= Nkubu =

Town in Meru County, Kenya

Nkubu is a town in Kenya. It is located on the eastern slopes of Mount Kenya, within Meru County. It falls in one of the most-fertile and best-watered parts of Africa, with tea, coffee and dairy farming as the main economic activities in the area. It is also the lead town in South Imenti Constituency.

==Location==
Nkubu is 211 km from Nairobi on the Nairobi-Embu-Meru road. The town is situated on the southern banks of the river Thingithu, which has its origins on Mount Kenya. Transport includes public service minibuses, taxis and boda boda motorbikes. The town is connected to surrounding towns, by tarred roads to Chuka, Meru and Mikumbune, Kithurine, Kionyo towns to the west and a tarred toad to Mitunguu town to the east.

==Economy==
The town is a trade hub with several businesses, and several banks: Equity Bank, Family Bank, Cooperative bank, Kenya Commercial Bank and the Yetu Sacco Bank, Capital Sacco Bank, Times U Sacco and Bimas. There are three major hospitals, Nkubu Consolata Mission hospital jekim hospital
and Kanyakine district hospital, 4 km away. The infrastructure developments initiated by the Senator Kiraitu Murungi has made the place attractive to entrepreneurs and buildings are coming up overnight.

Nkubu is the home of South Imenti Tea Farmers Sacco, a bank with the tallest building in East and Central Kenya.
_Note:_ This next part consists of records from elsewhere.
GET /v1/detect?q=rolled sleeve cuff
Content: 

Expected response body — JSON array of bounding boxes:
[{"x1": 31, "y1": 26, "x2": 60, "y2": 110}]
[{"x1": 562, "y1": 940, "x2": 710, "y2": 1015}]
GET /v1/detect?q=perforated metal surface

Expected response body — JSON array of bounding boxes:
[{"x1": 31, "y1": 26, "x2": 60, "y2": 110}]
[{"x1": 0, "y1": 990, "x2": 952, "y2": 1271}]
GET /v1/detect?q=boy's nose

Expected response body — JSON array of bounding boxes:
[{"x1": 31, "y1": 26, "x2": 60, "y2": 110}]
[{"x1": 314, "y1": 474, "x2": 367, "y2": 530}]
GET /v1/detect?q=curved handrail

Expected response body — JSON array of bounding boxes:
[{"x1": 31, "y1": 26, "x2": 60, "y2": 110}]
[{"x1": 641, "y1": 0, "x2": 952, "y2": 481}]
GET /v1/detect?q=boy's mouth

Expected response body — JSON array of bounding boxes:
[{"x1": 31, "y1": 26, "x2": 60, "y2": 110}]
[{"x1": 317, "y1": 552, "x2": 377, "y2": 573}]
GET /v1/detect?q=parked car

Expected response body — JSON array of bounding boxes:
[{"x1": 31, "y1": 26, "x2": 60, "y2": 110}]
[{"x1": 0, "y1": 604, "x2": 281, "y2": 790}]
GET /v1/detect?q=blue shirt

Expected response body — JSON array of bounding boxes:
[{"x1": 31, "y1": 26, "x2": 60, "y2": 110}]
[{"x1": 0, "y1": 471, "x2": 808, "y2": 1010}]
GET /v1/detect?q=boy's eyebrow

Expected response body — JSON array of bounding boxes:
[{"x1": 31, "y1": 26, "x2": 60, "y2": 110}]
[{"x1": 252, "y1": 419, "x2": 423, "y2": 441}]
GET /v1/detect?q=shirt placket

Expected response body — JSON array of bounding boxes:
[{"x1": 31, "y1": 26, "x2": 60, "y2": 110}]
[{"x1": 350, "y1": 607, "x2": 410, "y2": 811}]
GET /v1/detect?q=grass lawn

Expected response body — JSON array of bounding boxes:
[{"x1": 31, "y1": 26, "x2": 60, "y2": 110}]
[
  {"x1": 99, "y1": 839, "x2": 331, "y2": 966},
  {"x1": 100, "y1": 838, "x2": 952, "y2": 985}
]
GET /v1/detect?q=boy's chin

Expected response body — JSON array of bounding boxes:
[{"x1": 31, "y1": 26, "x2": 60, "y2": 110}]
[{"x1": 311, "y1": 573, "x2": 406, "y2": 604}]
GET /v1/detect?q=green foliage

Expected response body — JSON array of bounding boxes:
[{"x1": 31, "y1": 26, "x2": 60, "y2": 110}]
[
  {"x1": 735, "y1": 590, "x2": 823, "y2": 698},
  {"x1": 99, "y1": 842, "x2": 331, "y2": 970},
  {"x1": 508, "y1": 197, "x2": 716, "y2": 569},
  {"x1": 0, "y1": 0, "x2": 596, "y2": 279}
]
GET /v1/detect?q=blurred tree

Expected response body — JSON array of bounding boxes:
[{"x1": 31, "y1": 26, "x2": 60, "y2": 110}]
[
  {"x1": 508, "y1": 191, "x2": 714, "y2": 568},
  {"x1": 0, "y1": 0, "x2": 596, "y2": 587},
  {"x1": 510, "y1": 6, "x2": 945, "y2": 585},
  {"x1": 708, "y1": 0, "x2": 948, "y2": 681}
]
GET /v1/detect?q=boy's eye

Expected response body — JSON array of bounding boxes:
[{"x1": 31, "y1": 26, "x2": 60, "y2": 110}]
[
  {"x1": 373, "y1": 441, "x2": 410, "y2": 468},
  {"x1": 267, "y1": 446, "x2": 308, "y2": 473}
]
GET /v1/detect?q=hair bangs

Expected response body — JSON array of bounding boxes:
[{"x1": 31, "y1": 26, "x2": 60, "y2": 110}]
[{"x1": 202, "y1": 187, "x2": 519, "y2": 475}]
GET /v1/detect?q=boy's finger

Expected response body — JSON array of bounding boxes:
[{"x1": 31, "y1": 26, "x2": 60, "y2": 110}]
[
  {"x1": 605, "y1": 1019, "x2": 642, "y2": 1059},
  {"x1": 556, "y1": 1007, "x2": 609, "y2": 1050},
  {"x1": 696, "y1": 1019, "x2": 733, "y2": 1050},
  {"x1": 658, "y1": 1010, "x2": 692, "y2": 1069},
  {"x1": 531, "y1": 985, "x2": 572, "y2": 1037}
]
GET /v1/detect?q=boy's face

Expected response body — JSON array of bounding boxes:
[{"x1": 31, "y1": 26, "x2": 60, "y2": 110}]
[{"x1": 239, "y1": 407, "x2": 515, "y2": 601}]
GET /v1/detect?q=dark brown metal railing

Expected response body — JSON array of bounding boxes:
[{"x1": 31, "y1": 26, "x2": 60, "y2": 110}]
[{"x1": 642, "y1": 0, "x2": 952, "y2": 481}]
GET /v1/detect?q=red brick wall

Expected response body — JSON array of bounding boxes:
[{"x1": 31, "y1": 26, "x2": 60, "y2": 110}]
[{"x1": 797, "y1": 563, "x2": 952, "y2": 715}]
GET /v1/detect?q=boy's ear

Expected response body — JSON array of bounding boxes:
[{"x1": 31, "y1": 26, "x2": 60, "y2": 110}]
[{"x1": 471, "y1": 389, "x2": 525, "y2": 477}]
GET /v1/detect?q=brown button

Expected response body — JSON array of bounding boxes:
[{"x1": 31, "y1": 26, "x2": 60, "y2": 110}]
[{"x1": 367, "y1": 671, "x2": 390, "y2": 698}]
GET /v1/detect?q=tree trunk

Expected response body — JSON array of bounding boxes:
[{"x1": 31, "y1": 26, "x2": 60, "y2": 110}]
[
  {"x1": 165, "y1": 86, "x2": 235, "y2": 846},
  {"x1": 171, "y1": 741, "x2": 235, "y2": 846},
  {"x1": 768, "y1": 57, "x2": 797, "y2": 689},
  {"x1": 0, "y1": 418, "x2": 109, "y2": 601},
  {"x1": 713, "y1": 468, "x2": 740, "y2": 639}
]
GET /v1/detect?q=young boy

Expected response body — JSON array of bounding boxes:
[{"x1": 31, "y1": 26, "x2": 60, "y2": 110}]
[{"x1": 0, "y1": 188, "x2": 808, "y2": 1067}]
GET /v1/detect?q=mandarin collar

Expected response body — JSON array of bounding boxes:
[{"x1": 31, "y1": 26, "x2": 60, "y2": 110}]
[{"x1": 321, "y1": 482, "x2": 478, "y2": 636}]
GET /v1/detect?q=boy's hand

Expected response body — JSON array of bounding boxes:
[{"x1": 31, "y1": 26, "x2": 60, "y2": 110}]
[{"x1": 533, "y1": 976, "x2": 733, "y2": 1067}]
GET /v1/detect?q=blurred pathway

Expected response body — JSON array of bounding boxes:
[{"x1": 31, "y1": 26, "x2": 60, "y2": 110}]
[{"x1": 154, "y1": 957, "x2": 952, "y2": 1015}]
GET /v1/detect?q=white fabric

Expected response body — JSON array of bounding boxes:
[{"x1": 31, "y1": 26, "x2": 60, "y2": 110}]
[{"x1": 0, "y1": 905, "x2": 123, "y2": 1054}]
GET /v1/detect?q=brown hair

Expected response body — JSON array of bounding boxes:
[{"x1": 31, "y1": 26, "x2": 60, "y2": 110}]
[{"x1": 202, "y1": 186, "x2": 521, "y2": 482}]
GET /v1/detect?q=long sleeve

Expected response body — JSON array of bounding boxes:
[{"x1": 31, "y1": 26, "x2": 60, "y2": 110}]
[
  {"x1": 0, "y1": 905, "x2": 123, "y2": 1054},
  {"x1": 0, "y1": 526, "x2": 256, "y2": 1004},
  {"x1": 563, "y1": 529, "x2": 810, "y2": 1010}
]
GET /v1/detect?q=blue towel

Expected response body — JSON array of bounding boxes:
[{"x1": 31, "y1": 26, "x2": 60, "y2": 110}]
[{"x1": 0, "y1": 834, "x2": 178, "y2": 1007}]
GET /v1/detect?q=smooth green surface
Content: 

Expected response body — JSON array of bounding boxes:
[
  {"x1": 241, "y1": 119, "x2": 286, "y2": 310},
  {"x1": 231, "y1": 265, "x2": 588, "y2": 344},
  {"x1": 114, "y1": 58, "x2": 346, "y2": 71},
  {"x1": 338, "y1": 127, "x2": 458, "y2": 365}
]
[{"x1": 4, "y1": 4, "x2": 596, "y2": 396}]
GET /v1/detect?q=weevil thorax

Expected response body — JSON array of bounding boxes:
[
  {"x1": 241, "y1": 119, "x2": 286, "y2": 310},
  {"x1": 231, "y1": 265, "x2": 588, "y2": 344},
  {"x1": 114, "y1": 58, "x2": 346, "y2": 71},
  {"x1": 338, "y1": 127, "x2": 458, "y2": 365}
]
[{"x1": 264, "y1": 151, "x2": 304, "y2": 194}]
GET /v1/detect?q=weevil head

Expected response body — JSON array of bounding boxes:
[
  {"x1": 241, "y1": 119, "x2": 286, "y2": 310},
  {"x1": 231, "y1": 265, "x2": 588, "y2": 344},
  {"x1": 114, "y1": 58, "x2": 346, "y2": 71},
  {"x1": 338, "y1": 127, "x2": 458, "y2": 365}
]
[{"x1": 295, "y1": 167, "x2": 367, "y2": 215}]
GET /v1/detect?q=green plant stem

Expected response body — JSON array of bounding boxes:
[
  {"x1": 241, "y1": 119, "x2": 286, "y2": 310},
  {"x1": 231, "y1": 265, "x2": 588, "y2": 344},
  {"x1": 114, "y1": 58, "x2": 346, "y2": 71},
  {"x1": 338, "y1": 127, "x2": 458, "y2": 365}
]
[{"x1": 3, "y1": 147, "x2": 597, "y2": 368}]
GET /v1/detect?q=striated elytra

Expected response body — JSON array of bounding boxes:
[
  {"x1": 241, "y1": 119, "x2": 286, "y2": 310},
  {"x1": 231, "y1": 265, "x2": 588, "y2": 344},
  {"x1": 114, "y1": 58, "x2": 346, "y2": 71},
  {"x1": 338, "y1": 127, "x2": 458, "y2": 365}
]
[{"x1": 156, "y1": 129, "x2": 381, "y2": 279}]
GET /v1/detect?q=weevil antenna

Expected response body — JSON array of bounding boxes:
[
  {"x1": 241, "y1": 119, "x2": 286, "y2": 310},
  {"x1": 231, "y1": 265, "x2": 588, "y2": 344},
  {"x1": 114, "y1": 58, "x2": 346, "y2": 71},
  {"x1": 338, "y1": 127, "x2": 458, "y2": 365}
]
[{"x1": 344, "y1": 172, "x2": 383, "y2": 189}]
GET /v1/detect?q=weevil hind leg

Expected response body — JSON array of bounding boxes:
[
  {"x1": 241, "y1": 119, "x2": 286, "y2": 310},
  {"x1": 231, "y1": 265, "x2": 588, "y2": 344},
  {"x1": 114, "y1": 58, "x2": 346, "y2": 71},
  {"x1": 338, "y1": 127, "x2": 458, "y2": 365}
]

The building houses the Nkubu campus of Mount Kenya University.

==Educational institutions==
Education institutions in the town include, Nkubu High school, St.Pius x Seminary, Nkubu Primary school, Stella Maris mission day and boarding primary school, Winners Academy, Kenrama Educational Centre, Nkubu Youth Polytechnic, Kanyakine Boys' Boarding school and Kaguru Agricultural Training Centre. The town is involved in commercial banana production.

Some of the estates in the town's outskirts include Taita, Kiigene, Kaguru and Muthaiga (Muguru).